Methods: In this IRB approved retrospective chart review, 830 patient charts from the Boston Children’s Department of Dentistry and Department of Oral and Maxillofacial Surgery between 2013-2023 were reviewed. Pre-extraction panoramic or periapical radiographs were evaluated for predictive independent variables: chronological age, second permanent molar Demirjian developmental stage, second permanent molar angulation, and developing third molar. Post-extraction bitewing or panoramic radiographs were evaluated for complete or acceptable space closure between second permanent molar and second premolar. Logistical regression was used to examine continuous variables association on the success of closure, with chi-square used to examine individual independent binary variables association with rates of closure.
Results: Fifty-four mandibular quadrants with first permanent molar extractions were included. There was a significant reduction in the success of space closure in patients with increase in age (OR = 0.32, p < .001). On sub-analysis, patients aged 7-10 exhibited significant increase in success of space closure compared to ages >10 (OR = 0.03, p < .001). When adjusted for angulation, age continued to show significance in increasing occurrence of space closure (OR = 0.03, p <.001). When adjusted for angulation and Demirjian stage, age continued to show significance in increased occurrence of space closure (OR = 0.33, p < .05). There was a significant increase in the success of space closure associated with Demirjian stage D and E (p < .001). Quadrants with mesial angulation of SPM had a significantly higher occurrence of space closure when compared to those with upright angulation (p = .004). Developing third molars were present in 94% of quadrants.
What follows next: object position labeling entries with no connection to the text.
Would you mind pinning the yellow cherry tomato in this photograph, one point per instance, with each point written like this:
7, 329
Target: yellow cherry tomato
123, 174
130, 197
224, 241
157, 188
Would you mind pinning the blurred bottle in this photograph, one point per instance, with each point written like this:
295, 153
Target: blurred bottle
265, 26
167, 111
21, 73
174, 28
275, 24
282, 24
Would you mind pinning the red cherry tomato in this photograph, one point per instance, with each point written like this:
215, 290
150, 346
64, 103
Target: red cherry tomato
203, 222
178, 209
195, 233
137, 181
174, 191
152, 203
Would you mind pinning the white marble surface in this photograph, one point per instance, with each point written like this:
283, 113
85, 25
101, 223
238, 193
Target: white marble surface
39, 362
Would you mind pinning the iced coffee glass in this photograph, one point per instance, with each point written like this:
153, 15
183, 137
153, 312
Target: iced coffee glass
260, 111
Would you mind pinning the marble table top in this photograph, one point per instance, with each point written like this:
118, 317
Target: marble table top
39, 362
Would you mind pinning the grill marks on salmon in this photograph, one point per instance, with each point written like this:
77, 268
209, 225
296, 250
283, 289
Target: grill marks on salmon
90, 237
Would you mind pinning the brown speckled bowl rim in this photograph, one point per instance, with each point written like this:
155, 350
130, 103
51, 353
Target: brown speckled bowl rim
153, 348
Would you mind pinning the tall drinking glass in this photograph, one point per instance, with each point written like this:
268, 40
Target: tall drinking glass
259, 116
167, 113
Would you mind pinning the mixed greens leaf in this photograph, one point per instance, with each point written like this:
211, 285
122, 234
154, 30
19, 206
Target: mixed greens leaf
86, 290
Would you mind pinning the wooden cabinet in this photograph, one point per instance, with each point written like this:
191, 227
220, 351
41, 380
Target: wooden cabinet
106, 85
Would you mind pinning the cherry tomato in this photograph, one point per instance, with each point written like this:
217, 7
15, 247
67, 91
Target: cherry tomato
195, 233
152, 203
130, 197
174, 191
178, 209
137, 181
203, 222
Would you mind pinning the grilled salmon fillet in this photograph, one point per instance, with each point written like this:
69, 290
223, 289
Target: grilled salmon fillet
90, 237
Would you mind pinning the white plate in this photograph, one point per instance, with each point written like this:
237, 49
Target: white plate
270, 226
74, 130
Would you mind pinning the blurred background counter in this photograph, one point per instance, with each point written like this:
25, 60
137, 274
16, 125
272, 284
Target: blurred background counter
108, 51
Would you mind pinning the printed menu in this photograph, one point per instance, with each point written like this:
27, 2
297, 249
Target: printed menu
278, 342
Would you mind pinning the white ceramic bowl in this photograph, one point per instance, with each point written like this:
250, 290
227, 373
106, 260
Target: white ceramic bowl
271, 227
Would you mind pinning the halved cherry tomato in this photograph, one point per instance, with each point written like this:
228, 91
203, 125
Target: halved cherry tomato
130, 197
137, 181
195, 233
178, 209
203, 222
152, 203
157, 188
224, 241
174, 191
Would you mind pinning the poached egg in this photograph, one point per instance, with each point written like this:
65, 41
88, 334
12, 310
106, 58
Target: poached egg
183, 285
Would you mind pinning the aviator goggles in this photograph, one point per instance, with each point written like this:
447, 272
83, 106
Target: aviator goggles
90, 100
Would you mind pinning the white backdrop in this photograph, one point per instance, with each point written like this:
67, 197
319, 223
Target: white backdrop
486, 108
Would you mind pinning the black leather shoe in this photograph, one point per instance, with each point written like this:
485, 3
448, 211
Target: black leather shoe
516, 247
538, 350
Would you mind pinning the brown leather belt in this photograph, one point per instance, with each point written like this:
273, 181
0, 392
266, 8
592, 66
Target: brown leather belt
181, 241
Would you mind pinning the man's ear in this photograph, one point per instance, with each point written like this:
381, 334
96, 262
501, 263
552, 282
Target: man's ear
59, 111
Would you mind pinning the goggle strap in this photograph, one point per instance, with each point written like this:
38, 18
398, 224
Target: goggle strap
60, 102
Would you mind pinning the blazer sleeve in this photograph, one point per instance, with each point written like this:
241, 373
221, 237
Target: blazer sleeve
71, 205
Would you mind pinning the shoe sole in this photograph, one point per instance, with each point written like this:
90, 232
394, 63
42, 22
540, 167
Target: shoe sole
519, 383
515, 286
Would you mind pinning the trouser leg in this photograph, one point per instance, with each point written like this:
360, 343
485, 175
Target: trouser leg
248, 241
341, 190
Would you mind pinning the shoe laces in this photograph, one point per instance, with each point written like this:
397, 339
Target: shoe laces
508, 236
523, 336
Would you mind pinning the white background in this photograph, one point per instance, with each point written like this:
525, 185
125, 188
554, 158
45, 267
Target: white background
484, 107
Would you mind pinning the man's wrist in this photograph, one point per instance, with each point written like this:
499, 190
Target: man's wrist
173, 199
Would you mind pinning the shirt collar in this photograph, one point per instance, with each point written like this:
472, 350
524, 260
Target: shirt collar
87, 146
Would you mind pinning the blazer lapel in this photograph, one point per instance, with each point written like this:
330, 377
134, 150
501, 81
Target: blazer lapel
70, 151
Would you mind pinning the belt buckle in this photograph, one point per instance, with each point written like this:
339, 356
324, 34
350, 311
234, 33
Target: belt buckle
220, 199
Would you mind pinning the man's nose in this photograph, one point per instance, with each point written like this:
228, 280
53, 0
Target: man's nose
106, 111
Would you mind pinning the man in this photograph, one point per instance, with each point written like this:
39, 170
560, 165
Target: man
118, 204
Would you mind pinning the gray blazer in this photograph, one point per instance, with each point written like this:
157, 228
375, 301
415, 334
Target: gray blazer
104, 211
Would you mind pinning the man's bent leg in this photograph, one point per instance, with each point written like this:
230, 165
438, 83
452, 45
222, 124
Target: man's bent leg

Conclusion: In patients with mandibular first permanent molar extractions, age was significantly associated with space closure when adjusted for SPM developmental stage and SPM angulation. When independently examined, early age, early Demirjian stage, and mesial SPM angulation were associated with increased occurrence of space closure. Our results confirm our hypothesis and support previous literature findings and the importance of the listed factors in determining space closure success.